Monroe Calculator Company

The Monroe Calculator Company was a maker of adding machines and calculators founded in 1912 by Jay R. Monroe based on a machine designed by Frank Stephen Baldwin. Now known as Monroe Systems for Business, the company was also known as Monroe Calculating Machine Company, Monroe THE Calculator Company, and Monroe Division of Litton Industries.

History

For many years, Monroe was headquartered in Orange, New Jersey and Morris Plains, New Jersey with its manufacturing plants in New Jersey, Bristol, Virginia and Amsterdam. In 1958, the company was acquired by Litton Industries.[1] Litton sold it in 1984. In the mid-1980s, the company diversified and began carrying a line of private-labeled copiers (manufactured by Mita Corp.) and cross-cut paper shredders, but those items have been discontinued.
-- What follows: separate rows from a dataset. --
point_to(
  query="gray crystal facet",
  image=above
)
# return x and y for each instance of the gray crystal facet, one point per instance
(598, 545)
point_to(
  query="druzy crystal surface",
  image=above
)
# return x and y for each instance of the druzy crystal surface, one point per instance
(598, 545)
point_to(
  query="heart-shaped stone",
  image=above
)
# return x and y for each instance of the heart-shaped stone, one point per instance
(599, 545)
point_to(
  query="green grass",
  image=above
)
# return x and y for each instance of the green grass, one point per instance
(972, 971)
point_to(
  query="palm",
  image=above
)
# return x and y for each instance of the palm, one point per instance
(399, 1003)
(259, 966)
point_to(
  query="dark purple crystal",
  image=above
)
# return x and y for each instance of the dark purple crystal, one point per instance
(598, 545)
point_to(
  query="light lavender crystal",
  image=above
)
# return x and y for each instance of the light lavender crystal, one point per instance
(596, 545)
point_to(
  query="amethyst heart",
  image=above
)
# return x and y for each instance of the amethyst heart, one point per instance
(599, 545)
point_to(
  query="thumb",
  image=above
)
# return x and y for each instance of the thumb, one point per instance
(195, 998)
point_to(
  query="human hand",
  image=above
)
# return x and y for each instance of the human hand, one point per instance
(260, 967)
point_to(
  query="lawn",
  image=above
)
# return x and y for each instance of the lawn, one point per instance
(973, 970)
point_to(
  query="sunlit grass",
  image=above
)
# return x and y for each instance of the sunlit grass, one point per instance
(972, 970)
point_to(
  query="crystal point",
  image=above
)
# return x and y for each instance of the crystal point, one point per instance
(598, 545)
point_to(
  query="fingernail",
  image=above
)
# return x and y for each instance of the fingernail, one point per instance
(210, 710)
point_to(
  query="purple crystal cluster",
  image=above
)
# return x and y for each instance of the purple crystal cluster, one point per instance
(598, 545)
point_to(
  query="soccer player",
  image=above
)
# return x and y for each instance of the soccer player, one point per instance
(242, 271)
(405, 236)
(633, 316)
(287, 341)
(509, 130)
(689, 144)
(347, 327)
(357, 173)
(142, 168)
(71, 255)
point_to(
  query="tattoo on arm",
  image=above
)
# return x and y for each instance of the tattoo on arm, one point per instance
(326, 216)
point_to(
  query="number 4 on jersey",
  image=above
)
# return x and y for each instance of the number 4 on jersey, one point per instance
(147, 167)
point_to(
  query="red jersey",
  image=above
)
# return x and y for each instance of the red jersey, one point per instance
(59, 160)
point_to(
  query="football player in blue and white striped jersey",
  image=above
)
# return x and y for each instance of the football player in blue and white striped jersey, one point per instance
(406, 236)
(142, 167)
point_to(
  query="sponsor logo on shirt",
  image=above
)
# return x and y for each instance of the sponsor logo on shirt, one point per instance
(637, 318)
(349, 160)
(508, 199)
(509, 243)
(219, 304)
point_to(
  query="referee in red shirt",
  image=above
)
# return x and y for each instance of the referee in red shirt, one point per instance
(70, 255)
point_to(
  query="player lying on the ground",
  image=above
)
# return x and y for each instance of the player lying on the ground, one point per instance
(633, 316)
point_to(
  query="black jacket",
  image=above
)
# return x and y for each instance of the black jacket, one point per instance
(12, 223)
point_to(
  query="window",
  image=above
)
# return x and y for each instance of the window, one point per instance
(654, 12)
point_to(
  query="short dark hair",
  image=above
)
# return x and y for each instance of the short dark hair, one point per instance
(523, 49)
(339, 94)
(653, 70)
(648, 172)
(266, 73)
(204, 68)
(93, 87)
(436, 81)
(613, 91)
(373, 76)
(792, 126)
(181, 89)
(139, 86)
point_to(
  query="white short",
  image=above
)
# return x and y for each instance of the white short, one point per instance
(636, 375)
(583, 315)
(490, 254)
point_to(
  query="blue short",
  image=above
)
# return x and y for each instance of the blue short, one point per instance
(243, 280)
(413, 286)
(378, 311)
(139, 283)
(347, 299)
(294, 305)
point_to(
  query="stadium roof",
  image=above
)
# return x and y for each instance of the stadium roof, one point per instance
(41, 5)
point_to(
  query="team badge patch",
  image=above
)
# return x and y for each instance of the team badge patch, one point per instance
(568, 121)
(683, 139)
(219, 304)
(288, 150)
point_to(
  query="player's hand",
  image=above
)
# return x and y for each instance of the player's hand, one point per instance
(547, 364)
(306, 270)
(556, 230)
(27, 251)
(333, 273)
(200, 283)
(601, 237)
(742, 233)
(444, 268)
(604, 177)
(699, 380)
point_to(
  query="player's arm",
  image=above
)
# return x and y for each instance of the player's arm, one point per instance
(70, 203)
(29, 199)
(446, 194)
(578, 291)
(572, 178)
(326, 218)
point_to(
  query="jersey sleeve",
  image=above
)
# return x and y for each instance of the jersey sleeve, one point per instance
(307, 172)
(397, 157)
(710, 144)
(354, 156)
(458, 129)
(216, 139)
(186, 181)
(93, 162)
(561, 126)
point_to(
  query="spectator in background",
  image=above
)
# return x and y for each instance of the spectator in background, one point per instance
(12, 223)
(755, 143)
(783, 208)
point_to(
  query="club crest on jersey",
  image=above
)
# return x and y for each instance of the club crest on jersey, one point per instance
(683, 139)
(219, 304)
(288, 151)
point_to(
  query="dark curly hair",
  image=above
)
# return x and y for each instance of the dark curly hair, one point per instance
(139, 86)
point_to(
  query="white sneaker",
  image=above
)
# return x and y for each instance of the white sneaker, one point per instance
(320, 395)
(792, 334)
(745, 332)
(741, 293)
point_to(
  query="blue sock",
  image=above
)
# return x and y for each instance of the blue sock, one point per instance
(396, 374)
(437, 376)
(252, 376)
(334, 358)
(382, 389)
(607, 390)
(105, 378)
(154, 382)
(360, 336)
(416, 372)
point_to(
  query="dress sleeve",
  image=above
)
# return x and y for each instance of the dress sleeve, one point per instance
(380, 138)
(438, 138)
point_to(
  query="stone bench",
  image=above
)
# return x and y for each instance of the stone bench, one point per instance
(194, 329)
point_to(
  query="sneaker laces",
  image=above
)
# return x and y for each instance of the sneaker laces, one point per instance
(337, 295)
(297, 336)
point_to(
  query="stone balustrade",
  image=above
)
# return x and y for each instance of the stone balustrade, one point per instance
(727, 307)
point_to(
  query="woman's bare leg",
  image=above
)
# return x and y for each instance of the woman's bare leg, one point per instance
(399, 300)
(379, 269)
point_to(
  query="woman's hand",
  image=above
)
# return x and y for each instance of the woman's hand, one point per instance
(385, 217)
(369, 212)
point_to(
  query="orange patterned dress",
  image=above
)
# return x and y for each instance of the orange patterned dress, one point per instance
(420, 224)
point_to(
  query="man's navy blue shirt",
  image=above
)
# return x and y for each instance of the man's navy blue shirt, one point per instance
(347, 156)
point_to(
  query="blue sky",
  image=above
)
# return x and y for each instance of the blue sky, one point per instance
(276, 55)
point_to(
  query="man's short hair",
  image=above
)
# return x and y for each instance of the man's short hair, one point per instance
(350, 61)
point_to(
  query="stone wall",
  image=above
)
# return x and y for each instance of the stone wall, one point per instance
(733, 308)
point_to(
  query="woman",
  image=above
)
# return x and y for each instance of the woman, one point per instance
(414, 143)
In the 1970s and 1980s, the company had some 300 sales and service branch offices in the United States. In 1972, Monroe announced a pocket-sized electronic display calculator at $269.[2] As low cost electronic calculators from Japan became readily available through retail distribution, the mechanical calculator companies like Monroe, Friden, and Marchant declined even as they introduced programmable calculators.

Products

Monroe L-160
Monrobot XI
Model 145 was the last adding machine model produced.
Model 570 was the last electro-mechanical four-function calculator model produced.
Visual Display only
400 and 600 series
Paper tape and visual display
1300 and 1400 series
The 1600 and 1800 series calculators, from OEM Compucorp competed against similar desktop calculators from Wang Laboratories.
Model 200 billing machine for accounts receivable functions.
Monroe Calculating Machine Mark XI (or "Monrobot XI") was an inexpensive, relatively slow, general-purpose computer introduced in 1960

References

  1. The New York Times, January 24, 1958, p. 31.
  2. The Wall Street Journal, March 15, 1972, p. 40.